A woman goes into a sporting goods store to buy a rifle. "It's for my husband," she tells the clerk.
"Did he tell you what caliber to get?" asked the clerk.
"Are you kidding?" she says. "He doesnt even know that I am going to shoot him!"
John was a minister who neglected his congregational duties on opening weekend to go deer hunting. While out hunting, he stopped to take a break when suddenly he was confronted by the largest, meanest looking bear he had ever seen.
The bear stood and advanced on him, popping it's jaws and snarling. In his fear, John emptied his rifle without hitting the bear. Dropping the gun, he turned and ran as fast as he could in a vain attempt to outrun the bear. John ran up to the edge of a very steep cliff.
John was terrified and knew he was going to be attacked. Seeing no way out of his predicament, and with the bear closing in rather quickly, John got down on his knees, opened his arms, and exclaimed,
"Dear Lord!
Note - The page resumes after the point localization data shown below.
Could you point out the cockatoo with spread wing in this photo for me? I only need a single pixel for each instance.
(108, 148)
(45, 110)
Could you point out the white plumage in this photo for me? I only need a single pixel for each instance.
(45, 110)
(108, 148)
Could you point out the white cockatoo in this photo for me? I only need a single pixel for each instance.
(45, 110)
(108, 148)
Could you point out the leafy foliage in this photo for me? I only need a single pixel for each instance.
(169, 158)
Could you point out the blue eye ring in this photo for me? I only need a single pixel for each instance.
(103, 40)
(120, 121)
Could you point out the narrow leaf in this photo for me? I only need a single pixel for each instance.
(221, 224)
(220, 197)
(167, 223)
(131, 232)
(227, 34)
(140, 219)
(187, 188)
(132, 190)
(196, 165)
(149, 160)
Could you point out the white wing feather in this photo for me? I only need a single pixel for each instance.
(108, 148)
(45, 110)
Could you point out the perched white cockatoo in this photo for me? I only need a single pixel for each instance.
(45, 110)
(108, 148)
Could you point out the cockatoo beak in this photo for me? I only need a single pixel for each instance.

Please give this bear some RELIGION!"
The skies darkened and a bolt of lightning flashed.
Just a few feet short of John, the bear came to abrupt stop and glanced around, somewhat confused. He seemed to become very calm. Suddenly, the bear looked up into the sky, put his paws together, bent his head, and said
"Thank you, Lord, for the food I'm about to receive."

A deer hunter from the city bagged a big buck. Just about that time, the game warden arrived and asked the hunter if he had a hunting license and deer tag.
The hunter said he didn't have a license or a tag, so the game warden had to take the hunter and the deer to town.
The game warden helped the hunter drag the 200 plus pound deer out to the road. Now that the hard work was done, the hunter exclaimed,
"I just remembered, I do have a hunting license and deer tag after all."
A carload of deer hunters, looking for a place to hunt, pulled into a farmer's yard. The driver went up to the farmhouse to ask permission to hunt on his land.
The old farmer said,
"Sure you can hunt, but would you do me a favor? That old mule over there is 20 years old and sick with cancer, but I don't have the heart to kill her. Would you do it for me?"
The hunter said,
"Sure" and headed for the car.
Walking back, however, he decided to pull a trick on his deer hunting buddies. He got into the car and when they asked if the farmer said it was OK, he said,
"No, we can't hunt here, but I'm going to teach that old cuss a lesson."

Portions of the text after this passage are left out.